8. How has the emergence of digital passports and biometric identification impacted the world of passport collecting?

Current modern passports having now often a sparkling, flashy design. This has mainly two reasons. 1. Improved security and 2. Displaying a countries' heritage, icons, and important figures or achievements. I can fully understand that those modern documents are wanted, especially by younger collectors.

9. Are there any specialized collections of passports, such as those from a specific country, era, or distinguished individuals?

Yes, the University of Western Sidney Library has e.g. a passport collection of the former prime minister Hon Edward Gough Whitlam and his wife Margaret. They are all diplomatic passports and I had the pleasure to apprise them. I hold e.g. a collection of almost all types of the German Empire passports (only 2 types are still missing). Also, my East German passport collection is quite extensive with pretty rare passport types.

10. Where can passport collectors find reliable resources and reputable sellers to expand their collection and learn more about passport history?

A good start is eBay, Delcampe, flea markets, garage or estate sales. The more significant travel documents you probably find at the classic auction houses. Sometimes I also offer documents from my archive/collection. See offers... As you are already here, you surely found a great source on the topic 😉

Other great sources are: Scottish Passports, The Nansen passport, The secret lives of diplomatic couriers

11. Is vintage passport collecting legal? What are the regulations and considerations collectors should know when acquiring historical passports?

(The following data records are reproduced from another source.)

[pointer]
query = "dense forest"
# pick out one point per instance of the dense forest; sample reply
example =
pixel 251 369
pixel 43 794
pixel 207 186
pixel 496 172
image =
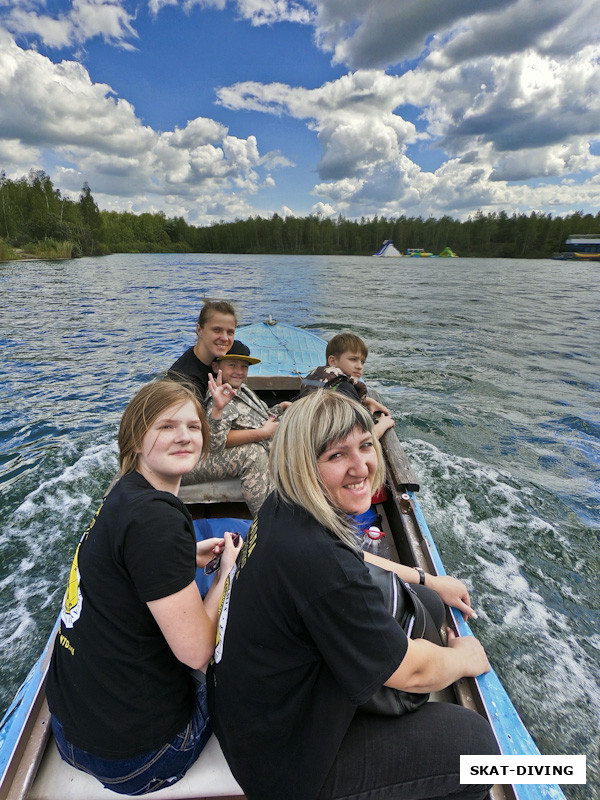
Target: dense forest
pixel 36 220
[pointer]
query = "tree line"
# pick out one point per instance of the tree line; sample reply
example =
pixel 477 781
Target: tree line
pixel 36 219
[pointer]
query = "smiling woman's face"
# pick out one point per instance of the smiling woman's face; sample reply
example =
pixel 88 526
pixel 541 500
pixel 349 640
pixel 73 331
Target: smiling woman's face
pixel 347 468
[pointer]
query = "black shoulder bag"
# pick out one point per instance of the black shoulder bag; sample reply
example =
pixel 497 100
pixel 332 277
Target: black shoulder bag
pixel 412 616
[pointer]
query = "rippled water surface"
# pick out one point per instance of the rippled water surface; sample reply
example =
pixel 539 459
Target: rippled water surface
pixel 492 370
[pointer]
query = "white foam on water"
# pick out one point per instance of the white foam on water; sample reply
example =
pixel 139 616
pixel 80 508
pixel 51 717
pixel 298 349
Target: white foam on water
pixel 37 545
pixel 483 524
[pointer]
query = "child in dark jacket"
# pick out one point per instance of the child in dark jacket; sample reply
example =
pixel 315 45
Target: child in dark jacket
pixel 346 355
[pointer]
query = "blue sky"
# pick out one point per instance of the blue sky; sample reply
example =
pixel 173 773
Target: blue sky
pixel 212 109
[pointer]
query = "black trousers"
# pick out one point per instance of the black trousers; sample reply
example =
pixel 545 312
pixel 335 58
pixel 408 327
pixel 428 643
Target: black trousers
pixel 413 757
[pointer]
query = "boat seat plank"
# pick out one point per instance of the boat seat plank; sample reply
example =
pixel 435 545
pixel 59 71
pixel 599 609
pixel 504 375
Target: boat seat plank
pixel 224 491
pixel 209 777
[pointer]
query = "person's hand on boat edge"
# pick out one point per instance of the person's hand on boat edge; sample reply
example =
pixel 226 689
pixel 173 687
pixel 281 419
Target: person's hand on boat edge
pixel 207 549
pixel 383 423
pixel 222 393
pixel 475 658
pixel 453 592
pixel 374 405
pixel 269 427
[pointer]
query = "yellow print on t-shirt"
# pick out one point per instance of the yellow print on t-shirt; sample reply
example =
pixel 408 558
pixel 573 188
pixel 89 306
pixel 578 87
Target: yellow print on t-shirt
pixel 73 600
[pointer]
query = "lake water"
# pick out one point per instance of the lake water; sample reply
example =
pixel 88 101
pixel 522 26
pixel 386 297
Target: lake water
pixel 491 368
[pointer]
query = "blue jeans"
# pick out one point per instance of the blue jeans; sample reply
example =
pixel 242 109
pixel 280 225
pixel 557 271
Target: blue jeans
pixel 148 772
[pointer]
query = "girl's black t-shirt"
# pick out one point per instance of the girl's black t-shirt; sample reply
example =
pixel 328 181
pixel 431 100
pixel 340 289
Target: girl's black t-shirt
pixel 114 683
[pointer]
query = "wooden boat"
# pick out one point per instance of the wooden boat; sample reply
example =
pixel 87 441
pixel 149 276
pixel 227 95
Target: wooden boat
pixel 580 247
pixel 30 766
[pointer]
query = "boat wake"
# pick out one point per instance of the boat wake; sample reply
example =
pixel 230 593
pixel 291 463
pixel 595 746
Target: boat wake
pixel 36 548
pixel 540 630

First, it's important to stress that each country has its own laws when it comes to passports. Collecting old vintage passports for historical or educational reasons is safe and legal, or at least tolerated. More details on the legal aspects are here...

Does this article spark your curiosity about passport collecting and the history of passports? With this valuable information, you have a good basis to start your own passport collection.